A long-form critique argues that Bitwarden has drifted significantly from its open-source roots since taking venture capital, accumulating technical debt in its backend, leaving core features absent after a decade, and suffering a supply chain compromise of its CLI package via CI/CD in 2026. The author stops short of naming a single alternative, instead recommending credential compartmentalization across specialized tools based on use case — arguing that a single password manager as the keystone of all authentication is itself a structural risk regardless of vendor.

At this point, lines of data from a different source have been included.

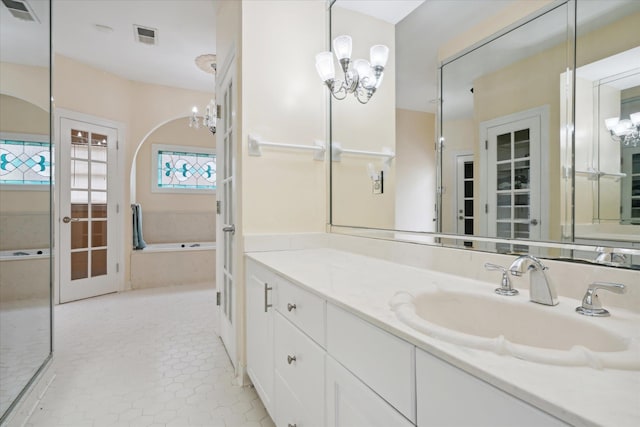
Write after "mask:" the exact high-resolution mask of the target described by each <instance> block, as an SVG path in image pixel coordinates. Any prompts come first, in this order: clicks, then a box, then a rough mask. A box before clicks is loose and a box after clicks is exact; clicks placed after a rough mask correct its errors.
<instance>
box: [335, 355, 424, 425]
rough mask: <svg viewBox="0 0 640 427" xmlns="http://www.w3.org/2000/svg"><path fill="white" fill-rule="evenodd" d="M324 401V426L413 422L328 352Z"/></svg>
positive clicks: (392, 424)
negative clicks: (381, 396) (408, 419)
mask: <svg viewBox="0 0 640 427" xmlns="http://www.w3.org/2000/svg"><path fill="white" fill-rule="evenodd" d="M325 401H326V408H327V413H326V416H325V419H326V421H327V427H390V426H393V427H410V426H413V424H412V423H411V422H409V420H407V419H406V418H405V417H403V416H402V415H401V414H400V413H399V412H398V411H396V410H395V409H394V408H393V407H392V406H391V405H389V404H388V403H387V402H386V401H385V400H384V399H382V398H381V397H380V396H378V395H377V394H376V393H374V392H373V391H372V390H371V389H370V388H369V387H367V386H366V385H364V384H363V383H362V382H361V381H360V380H359V379H357V378H356V377H355V376H353V375H352V374H351V373H350V372H349V371H347V370H346V369H345V368H344V367H342V365H340V364H339V363H338V362H336V361H335V359H333V358H332V357H330V356H327V366H326V398H325Z"/></svg>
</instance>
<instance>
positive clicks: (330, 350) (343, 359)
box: [327, 304, 416, 423]
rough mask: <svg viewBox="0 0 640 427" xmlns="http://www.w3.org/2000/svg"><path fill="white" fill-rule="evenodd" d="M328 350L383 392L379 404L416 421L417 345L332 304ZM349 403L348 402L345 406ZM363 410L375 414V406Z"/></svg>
mask: <svg viewBox="0 0 640 427" xmlns="http://www.w3.org/2000/svg"><path fill="white" fill-rule="evenodd" d="M327 351H328V353H329V354H330V355H331V356H332V357H333V358H334V359H335V360H337V361H338V362H340V363H341V364H342V365H343V366H345V367H346V368H347V369H348V370H349V371H351V372H352V373H353V374H354V375H355V376H356V377H358V378H359V379H360V380H361V381H362V382H363V383H365V384H366V385H367V386H368V387H370V388H371V389H373V390H374V391H375V392H376V394H378V395H380V397H381V398H378V400H379V403H378V406H388V405H391V406H389V407H390V408H391V407H393V408H395V410H396V411H398V412H399V413H401V414H402V415H404V417H406V418H407V419H408V420H409V421H411V422H412V423H415V419H416V415H415V414H416V411H415V400H416V399H415V359H414V358H415V347H414V346H413V345H411V344H409V343H408V342H406V341H403V340H401V339H399V338H398V337H396V336H394V335H392V334H390V333H388V332H386V331H383V330H382V329H380V328H378V327H376V326H373V325H371V324H370V323H368V322H366V321H365V320H363V319H361V318H359V317H357V316H354V315H353V314H350V313H348V312H346V311H345V310H343V309H341V308H338V307H336V306H334V305H333V304H328V305H327ZM331 386H333V385H331V384H330V385H328V386H327V390H329V388H330V387H331ZM331 392H333V391H331ZM338 397H340V398H341V399H343V400H344V399H345V398H347V396H346V395H345V396H338ZM329 400H330V397H328V398H327V401H329ZM386 402H389V403H386ZM356 403H357V402H356V401H354V402H353V404H352V405H351V406H352V407H354V408H355V407H356ZM346 406H348V405H344V407H346ZM361 409H365V410H367V411H369V412H371V413H375V411H374V408H361ZM398 415H399V414H398ZM405 421H406V420H405Z"/></svg>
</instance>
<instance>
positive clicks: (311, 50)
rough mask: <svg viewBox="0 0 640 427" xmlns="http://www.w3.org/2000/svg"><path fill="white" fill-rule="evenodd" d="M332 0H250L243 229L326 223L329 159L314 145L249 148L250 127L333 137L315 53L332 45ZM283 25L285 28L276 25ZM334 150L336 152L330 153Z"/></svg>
mask: <svg viewBox="0 0 640 427" xmlns="http://www.w3.org/2000/svg"><path fill="white" fill-rule="evenodd" d="M325 16H326V15H325V2H324V1H320V0H315V1H304V2H291V1H245V2H243V4H242V28H243V32H242V101H241V104H242V133H241V135H242V137H241V139H240V140H239V141H237V142H238V143H239V144H240V145H241V147H242V167H241V169H242V181H241V185H242V216H243V218H242V221H243V232H244V233H247V234H253V233H274V232H279V233H284V232H303V231H323V230H324V228H325V225H326V223H327V219H326V214H325V213H326V210H325V206H326V181H325V168H326V165H325V162H321V161H316V160H314V159H313V155H312V154H311V153H310V152H308V151H295V150H289V149H269V148H264V149H263V150H262V156H260V157H252V156H249V155H248V148H247V140H248V136H249V134H257V135H260V136H261V137H262V138H264V139H265V140H267V141H275V142H282V143H285V144H302V145H312V144H313V142H314V140H320V141H326V140H327V137H326V135H325V132H326V128H325V124H326V122H325V120H324V118H325V109H326V98H325V92H324V91H325V90H326V89H325V88H324V87H323V85H322V83H321V82H320V79H319V78H318V76H317V74H316V71H315V67H314V57H315V54H316V53H317V52H321V51H323V50H325V43H326V39H325V36H326V22H325ZM276 29H277V30H276ZM327 157H328V156H327Z"/></svg>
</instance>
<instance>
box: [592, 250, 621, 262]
mask: <svg viewBox="0 0 640 427" xmlns="http://www.w3.org/2000/svg"><path fill="white" fill-rule="evenodd" d="M598 251H599V252H598V256H597V257H596V258H595V260H594V261H595V262H596V263H598V264H606V265H614V266H615V265H620V264H624V263H625V262H626V261H627V257H626V256H625V255H624V254H618V253H615V252H613V251H612V250H607V249H605V248H598Z"/></svg>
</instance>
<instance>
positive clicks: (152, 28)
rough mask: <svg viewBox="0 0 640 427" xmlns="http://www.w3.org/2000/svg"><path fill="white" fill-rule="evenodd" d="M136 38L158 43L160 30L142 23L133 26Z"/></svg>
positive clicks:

The piece reflects broader anxieties about VC-backed open source tools that start community-first and gradually reorient toward enterprise revenue.

California Water Blog

AI Data Centers Use a Fraction of the Water Alarmist Headlines Suggest

A quantitative analysis by UC Davis water policy researcher Jay Lund pushes back on alarming narratives about AI data centers depleting water supplies, finding that AI-related water consumption represents between 0.055% and 0.7% of total human water use — dwarfed by agriculture's 30 million acre-feet annually in California alone. The piece does not dismiss localized concerns (particularly in water-stressed regions like Imperial County where a large data center has been proposed), but argues that policy decisions should be grounded in proportionate evidence rather than headlines that lack quantitative context. The broader lesson: AI's environmental footprint deserves honest accounting, not amplification.